The Court of Appeal noted that the AWA is consumer protection legislation. Franchisors are required to comply with the AWA and its Regulations. The Court will therefore interpret the AWA broadly. In deciding whether the deficiencies in the franchisor’s disclosure justify a rescission of the franchise agreement, the Court must decide if they amount to material deficiencies.

In this case, there were three alleged deficiencies with the Disclosure Document: (i) deficiencies in the financial statement (as discussed below); (ii) the failure by the franchisor to disclose ongoing litigation in which another franchisee was claiming rescission based on deficient disclosure; and (iii) the failure by the franchisor to include a certificate signed by at least two officers of the franchisor.

Of these deficiencies in the Disclosure Document, the most relevant to the appeal was that involving the franchisor’s financial statement.

Why the Franchisor’s Financial Statement Was Materially Deficient

The motions judge held that the financial statements provided by the franchisor in this case did not comply with the AWA for the following reasons:

The Financial disclosure, in my view, must comply with the [AWA], in every respect. To have a bookkeeper prepare a statement from the figures provided by the Franchisor, without any documents being examined or verified, with errors in its transcription and no Notes at the end about on-going or pending litigation, does not give the franchisee a true financial picture.

On appeal, the Court of Appeal noted that there were three “levels of engagement” associated with the presentation of financial statements, namely:

  1. an audit engagement, in which a chartered accountant performs an independent verification of the numbers provided by management;
  2. a review engagement, in which the chartered accountant verifies the numbers provided by management to satisfy himself or herself that they are reasonable; and
  3. a compilation engagement, in which a chartered accountant essentially organizes the numbers provided by management. This simply involves “formatting financial information”. In a compilation engagement, the accountant “provides no assurance as to the accuracy or reliability of numbers”.

In this case, the Court held that the franchisor’s failure to provide the franchisee with statements that were independently verified by an audit engagement or a review engagement level amounted to a “material deficiency” under the AWA. As such, the franchisees were entitled to rescind the franchise agreement.

The Court’s rationale was that prospective franchisees, who may not have significant business expertise, must be able to rely on the information provided to them by the franchisor. This is especially so with regard to the financial state of the franchisor. In the Court’s view, providing a franchisee with independently verified financial information “is more than a technicality. It is a foundational part of disclosure”.
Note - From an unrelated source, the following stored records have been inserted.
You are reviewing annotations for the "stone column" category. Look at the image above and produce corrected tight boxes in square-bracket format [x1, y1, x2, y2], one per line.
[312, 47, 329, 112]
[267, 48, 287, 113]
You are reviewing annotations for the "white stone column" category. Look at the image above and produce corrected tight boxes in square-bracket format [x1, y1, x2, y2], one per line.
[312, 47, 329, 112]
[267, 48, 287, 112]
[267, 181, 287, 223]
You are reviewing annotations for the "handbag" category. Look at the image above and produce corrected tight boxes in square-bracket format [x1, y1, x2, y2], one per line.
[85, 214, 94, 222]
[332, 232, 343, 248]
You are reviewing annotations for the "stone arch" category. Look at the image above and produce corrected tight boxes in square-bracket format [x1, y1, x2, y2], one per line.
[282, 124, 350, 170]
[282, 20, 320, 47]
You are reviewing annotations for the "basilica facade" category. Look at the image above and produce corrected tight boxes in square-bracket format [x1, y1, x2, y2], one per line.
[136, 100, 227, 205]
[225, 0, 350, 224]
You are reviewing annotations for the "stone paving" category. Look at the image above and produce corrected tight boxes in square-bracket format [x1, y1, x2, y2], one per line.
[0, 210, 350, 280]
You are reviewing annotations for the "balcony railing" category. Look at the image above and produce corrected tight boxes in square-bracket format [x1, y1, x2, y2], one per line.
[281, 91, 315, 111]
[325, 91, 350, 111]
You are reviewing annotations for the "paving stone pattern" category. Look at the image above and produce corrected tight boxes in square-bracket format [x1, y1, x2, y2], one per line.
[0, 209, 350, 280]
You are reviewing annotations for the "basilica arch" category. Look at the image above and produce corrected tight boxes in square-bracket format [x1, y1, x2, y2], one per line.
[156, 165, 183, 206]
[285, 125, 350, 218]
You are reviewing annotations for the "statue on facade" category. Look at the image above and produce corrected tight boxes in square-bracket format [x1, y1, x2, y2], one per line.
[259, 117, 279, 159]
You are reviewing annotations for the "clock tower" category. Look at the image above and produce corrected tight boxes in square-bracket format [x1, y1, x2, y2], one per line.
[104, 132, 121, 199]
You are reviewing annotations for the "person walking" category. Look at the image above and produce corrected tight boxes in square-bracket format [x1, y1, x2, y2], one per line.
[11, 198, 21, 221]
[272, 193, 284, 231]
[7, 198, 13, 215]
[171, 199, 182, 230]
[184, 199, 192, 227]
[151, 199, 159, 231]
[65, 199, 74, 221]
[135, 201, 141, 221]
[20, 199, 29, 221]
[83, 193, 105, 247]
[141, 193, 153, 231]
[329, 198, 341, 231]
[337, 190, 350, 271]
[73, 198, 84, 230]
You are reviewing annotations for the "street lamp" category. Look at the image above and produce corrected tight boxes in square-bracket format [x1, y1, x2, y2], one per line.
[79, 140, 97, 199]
In short, the Court of Appeal’s decision Springdale Pizza Depot Ltd. makes it clear that in the absence of independent verification or auditing, financial information provided by a franchisor to a franchisee will not meet the requirements of adequate disclosure under the AWA. In so ruling, the Court has created an effective enforcement vehicle in the AWA, which has as its primary purpose the protection of vulnerable franchisees.